I'm now to this forum so hoping someone might have some pearls of wisdom for me.

I'm painting some large format, abstract watercolour paintings on Khadi cotton rag papers. They are 320gsm A1 size. I love the texture of the paper and the rough edges and they are an important part of the aesthetic I'm trying to achieve.

My problem is warping paper due to the amount of water I'm using (surprise, surprise). 

I've only painted directly on to the paper so far but I want to keep it flat and unsure how to achieve this without damaging the paper with tape or stapes. I do't even know if you can soak that type of paper successfully. 

Any advice would be appreciated!

Thanks.


----------



## jacqueline (Jul 30, 2017)

I use masking tape meant for painters, house painters, to stick my paper down and keep it flat. I typically use Arches 300gsm and have never had an issue with the tape damaging the paper. 

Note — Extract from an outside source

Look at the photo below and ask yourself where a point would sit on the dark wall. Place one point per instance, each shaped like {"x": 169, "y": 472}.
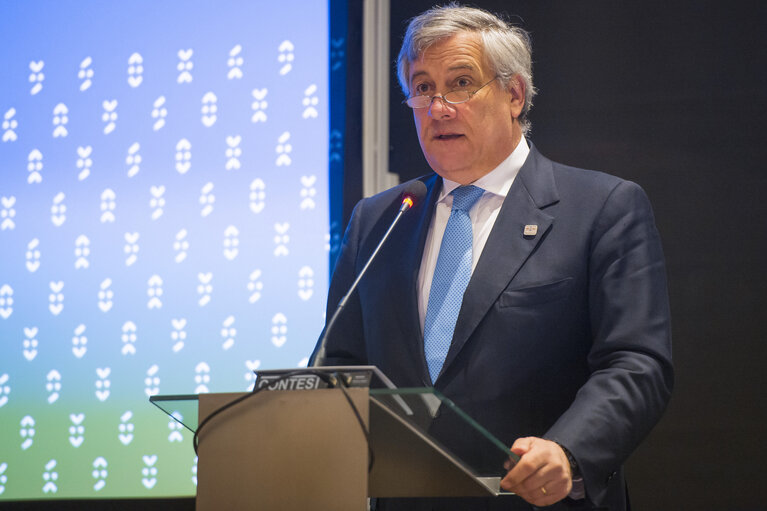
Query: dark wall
{"x": 672, "y": 96}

Sent from my SM-G930F using Tapatalk


----------



## Nono (Oct 9, 2017)

Hi there,

drawing on this scale is usually very tricky.... the soaking is the best way to get rid of possible warping as well as the taping.... but on this scale soaking is indeed difficult. I would still recommend always taping it. If you fear to damage your paper, you can take your sticky tape, the one jacqueline suggested and stick it on your jeans or t-Shirt or anything with fibers a few times, so that it still sticks on your paper and makes a clear line, but is easier to remove later on.

Also, the heavier the paper, the longer it takes to warp. 
Depending on your technique, you can also avoid drawing wet on wet and give the paper time to dry, thus it doesn't get the chance to absorb much water at one time. (I usually work a lot dry on, I like the edges it makes)


Good luck!


----------